Pointing out that the Florida RICO Act was derived from the Federal RICO Act, the district court of appeal relied heavily upon the recent discussion of continuity by the United States Supreme Court in H.J. Inc. v. Northwestern Bell Telephone Co., 492 U.S. 229, 241-43, 109 S.Ct. 2893, 2901-02, 106 L.Ed.2d 195 (1989). In that case, the Court stated:
"Continuity" is both a closed- and open-ended concept, referring either to a closed period of repeated conduct, or to past conduct that by its nature projects into the future with a threat of repetition... . A party alleging a RICO violation may demonstrate continuity over a closed period by proving a series of related predicates extending over a substantial period of time. Predicate acts extending over a few weeks or months and threatening no future criminal conduct do not satisfy this requirement... . Often a RICO action will be brought before continuity can be established in this way. In such cases, liability depends on whether the threat of continuity is demonstrated.

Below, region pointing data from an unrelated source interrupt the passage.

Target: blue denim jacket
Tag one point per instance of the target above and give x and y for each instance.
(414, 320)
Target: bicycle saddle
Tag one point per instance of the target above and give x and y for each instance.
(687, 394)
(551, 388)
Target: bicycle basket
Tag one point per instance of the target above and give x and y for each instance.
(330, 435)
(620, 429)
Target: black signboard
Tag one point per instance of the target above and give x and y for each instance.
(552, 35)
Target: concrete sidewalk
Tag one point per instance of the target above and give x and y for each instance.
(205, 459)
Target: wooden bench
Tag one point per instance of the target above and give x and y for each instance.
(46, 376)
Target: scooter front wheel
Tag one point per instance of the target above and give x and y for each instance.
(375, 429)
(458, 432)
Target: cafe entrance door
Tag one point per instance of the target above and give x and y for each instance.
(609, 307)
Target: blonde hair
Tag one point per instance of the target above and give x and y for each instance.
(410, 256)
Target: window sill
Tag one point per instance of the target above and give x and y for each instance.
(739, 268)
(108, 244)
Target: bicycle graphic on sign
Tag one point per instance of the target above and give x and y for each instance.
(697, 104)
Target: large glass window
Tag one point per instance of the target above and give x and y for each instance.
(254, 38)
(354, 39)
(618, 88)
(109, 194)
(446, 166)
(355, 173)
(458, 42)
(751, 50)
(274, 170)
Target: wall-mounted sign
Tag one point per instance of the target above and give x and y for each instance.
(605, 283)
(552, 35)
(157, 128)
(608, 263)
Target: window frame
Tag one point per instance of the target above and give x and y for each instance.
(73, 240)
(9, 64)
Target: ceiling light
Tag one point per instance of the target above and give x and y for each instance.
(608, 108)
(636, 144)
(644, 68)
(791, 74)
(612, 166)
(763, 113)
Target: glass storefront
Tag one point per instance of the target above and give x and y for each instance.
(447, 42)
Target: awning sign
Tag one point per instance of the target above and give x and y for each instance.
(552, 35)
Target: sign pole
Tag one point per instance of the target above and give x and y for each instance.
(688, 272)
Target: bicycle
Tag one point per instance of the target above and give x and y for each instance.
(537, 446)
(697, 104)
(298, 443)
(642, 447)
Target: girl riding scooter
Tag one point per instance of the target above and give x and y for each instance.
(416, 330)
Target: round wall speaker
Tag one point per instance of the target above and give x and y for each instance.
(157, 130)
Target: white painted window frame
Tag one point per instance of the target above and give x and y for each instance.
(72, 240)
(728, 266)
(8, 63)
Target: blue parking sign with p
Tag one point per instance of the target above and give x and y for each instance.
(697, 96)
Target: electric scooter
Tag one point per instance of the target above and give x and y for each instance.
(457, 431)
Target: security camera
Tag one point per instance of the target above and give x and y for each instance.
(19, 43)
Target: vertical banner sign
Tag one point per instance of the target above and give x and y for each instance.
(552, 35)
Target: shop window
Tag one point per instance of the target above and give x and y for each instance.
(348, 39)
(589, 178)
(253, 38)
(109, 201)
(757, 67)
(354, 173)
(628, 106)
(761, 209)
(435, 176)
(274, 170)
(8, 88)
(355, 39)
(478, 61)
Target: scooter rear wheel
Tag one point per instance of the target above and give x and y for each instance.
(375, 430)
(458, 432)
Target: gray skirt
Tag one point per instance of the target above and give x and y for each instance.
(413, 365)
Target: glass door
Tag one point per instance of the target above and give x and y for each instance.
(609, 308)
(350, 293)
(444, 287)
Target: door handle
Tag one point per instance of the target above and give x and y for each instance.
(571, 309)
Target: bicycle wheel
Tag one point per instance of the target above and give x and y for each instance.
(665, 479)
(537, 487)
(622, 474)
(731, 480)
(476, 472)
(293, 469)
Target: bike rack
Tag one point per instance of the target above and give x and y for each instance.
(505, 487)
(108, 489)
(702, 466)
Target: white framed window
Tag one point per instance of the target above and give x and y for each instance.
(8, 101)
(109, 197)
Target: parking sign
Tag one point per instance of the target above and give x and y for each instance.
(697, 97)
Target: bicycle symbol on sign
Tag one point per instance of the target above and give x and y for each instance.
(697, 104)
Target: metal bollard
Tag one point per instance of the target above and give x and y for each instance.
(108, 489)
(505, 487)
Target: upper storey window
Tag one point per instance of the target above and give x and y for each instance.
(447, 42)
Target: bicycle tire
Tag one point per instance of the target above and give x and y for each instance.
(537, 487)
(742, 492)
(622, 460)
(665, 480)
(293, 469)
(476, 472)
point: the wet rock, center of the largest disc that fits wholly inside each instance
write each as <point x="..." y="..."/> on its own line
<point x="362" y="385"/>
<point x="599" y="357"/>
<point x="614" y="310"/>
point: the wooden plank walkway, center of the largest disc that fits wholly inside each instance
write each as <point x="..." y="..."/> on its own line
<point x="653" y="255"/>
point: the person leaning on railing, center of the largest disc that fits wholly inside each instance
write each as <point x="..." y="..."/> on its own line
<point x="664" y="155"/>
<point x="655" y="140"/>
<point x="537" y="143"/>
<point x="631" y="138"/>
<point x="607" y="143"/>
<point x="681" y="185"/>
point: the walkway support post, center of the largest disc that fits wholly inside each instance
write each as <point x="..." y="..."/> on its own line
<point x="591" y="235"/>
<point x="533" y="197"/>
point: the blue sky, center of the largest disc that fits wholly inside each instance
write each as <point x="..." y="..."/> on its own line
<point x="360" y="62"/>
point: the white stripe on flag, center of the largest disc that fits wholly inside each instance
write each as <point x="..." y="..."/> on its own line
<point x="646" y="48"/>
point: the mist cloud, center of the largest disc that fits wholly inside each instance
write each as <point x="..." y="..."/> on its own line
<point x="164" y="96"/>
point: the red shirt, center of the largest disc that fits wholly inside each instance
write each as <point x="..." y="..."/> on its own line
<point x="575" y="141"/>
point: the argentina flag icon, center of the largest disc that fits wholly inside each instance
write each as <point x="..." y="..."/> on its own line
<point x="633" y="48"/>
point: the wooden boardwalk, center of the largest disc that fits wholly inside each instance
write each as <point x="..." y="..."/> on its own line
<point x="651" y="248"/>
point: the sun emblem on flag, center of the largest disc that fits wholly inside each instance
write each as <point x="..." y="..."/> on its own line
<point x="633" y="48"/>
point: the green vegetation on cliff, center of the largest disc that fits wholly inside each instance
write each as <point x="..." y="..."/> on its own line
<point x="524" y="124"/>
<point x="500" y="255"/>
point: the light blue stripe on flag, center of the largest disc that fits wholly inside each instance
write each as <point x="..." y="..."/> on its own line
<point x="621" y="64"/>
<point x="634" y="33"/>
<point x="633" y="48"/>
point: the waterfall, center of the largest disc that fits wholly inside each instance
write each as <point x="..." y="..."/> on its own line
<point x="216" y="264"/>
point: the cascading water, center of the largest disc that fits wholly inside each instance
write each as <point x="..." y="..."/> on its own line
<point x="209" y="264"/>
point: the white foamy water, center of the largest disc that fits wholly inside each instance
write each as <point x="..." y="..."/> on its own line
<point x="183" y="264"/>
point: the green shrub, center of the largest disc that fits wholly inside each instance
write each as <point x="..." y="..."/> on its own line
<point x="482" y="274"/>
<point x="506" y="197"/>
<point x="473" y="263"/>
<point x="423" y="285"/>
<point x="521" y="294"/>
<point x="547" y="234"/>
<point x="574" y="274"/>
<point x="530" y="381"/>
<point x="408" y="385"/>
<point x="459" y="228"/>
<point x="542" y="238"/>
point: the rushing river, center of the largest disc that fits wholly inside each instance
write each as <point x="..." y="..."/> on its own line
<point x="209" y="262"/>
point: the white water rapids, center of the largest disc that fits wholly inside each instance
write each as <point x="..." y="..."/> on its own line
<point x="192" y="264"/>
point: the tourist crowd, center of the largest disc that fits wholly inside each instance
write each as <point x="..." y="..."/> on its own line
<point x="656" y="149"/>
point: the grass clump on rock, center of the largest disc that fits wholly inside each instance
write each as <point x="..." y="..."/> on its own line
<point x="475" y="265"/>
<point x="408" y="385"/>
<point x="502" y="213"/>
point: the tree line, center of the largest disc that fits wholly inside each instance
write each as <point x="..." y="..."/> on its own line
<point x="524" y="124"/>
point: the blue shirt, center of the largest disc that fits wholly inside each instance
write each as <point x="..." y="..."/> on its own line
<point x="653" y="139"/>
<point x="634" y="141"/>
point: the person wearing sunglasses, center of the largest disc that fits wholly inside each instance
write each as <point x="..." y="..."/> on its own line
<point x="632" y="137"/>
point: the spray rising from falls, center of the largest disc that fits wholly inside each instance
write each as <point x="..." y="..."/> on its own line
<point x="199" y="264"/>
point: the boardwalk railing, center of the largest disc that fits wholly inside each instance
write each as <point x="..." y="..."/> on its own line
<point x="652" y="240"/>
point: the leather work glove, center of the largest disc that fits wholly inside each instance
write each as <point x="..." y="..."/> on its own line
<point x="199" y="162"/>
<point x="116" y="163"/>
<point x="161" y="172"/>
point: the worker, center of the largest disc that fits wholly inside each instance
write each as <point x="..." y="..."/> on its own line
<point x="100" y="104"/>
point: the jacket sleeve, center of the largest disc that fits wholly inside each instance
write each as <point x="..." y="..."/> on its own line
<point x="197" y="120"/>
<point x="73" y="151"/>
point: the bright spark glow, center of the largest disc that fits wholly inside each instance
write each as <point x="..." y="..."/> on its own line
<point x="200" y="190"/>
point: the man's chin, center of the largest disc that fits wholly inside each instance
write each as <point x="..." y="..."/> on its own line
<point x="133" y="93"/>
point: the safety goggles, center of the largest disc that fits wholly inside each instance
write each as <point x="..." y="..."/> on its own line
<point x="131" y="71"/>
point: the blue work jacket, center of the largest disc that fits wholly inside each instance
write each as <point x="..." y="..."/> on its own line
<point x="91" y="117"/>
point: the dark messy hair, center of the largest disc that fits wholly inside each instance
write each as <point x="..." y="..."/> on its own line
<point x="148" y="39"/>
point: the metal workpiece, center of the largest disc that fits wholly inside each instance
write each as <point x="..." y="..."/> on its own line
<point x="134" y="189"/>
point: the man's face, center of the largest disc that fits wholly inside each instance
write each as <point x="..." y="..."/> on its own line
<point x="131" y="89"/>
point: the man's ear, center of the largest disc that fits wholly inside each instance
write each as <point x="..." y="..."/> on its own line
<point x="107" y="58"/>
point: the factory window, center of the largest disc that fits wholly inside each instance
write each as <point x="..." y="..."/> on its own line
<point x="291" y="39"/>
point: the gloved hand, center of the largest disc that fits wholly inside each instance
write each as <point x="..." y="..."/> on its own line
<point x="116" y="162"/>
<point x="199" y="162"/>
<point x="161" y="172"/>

Whether the predicates proved establish a threat of continued racketeering activity depends on the specific facts of each case... . A RICO pattern may surely be established if the related predicates themselves involve a distinct threat of long-term racketeering activity, either implicit or explicit. .. . In other cases, the threat of continuity may be established by showing that the predicate acts or offenses are part of an ongoing entity's regular way of doing business ...[,] a long-term association that exists for criminal purposes ... [, or] a regular way of conducting ... [an] ongoing legitimate business... .
(Citations omitted.)
While the district court of appeal concluded that the allegations of the subject information did not measure up to these *1095 requirements, we respectfully disagree. At the outset, we are not convinced that a series of related fraudulent activities which occur over a six-month period cannot demonstrate the requisite closed-end continuity. In any event, we believe the information sufficiently alleges the threat of continued criminal activity necessary to demonstrate open-ended continuity.
The recent case of United States v. Busacca, 936 F.2d 232 (6th Cir.), cert. denied, ___ U.S. ___, 112 S.Ct. 595, 112 S.Ct. 595 (1991), discussed what is necessary to show the threat of continued criminal activity in a RICO prosecution. Busacca, the president of a local union and chairman of the board of trustees of its health and welfare fund and its pension fund, was charged under the Federal RICO Act with various criminal offenses, including embezzling monies from the local funds, accepting kickbacks to influence the operation of the funds, and making false statements on documents relating to the funds.